From: Stephen Frost <sfrost(at)snowman(dot)net>
To: spam_from_pgsql_lists(at)chezphil(dot)org, pgsql-bugs(at)lists(dot)postgresql(dot)org
Subject: Re: BUG #15335: Documentation is wrong about archive_command and existing files
Date: 2018-08-16 17:01:24
Message-ID: 20180816170124.GP3326@tamriel.snowman.net
Views: Raw Message | Whole Thread | Download mbox | Resend email
Thread:
Lists: pgsql-bugs

Greetings,

* PG Bug reporting form (noreply(at)postgresql(dot)org) wrote:
> The docs in section 25.3.1 say that archive_command should check if the
> target file already exists and fail in that case. It seems that this is not
> entirely true; the command should succeed if the target file already exists
> and its content is the same as the source.
> This is explicitly mentioned in section 26.2.9 for the case of cascaded
> replication with a shared archive, but I understand that this is actually
> needed in all cases. I encountered this during a failed attempt at
> promotion, but there are likely to be other cases. Quoting David Steele
> from the -general mailing list:
>
> "Duplicate WAL is possible in *all* cases. A trivial example is that
> Postgres calls archive_command and it succeeds but an error happens (e.g.
> network) right before Postgres is notified. It will wait a bit and try the
> same WAL segment again."

So, I agree with all of the above.

> Note that the example archive commands in the documentation (using cp) get
> this wrong. Minimal examples of archive commands that do this check
> correctly would be very useful.

I agree that the example command in the documentation which uses 'cp'
gets that wrong- it gets quite a few other things wrong too, really.

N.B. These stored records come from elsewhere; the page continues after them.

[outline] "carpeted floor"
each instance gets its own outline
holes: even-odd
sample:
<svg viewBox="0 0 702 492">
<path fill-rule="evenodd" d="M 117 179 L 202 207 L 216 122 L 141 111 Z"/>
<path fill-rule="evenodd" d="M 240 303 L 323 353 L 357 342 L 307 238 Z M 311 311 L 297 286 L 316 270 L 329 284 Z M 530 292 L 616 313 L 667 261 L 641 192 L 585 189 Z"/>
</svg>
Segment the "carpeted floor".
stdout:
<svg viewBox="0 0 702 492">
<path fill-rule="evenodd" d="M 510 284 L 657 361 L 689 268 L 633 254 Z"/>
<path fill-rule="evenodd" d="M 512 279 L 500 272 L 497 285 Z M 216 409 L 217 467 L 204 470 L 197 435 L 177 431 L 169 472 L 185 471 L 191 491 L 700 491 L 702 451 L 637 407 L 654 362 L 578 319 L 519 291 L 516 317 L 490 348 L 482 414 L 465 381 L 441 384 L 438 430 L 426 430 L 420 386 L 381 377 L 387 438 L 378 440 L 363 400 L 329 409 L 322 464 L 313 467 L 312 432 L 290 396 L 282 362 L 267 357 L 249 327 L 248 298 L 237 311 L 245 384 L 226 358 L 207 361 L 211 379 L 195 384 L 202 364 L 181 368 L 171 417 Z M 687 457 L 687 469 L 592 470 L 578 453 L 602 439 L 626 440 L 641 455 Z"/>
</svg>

This is what the problem is though- there really isn't any way to have a
reasonable and *correct* "minimal" example of an archive command. To do
this correctly, you'd really need to compare (or checksum) the file
that's in the archive with the file that's being proposed to be added to
the archive and then say everything is fine if they match, and throw an
error if they don't. Of course, as just discussed elsewhere, you should
really also be checking the system-ID in the WAL files against the
system-ID of the WAL archive to make sure you aren't archiving WAL files
from one system into the archive of another (or across a pg_upgrade),
and further, you should be fsync'ing the WAL file after it's been copied
before telling PG that it's been saved... Sadly, accomplishing all of
that in a one-line shell command is not really feasible.

> (I worry that the non-WAL files that archive_command and restore_command are
> also invoked for, e.g. the .backup and .history files, have some additional
> or possibly even conflicting requirements.)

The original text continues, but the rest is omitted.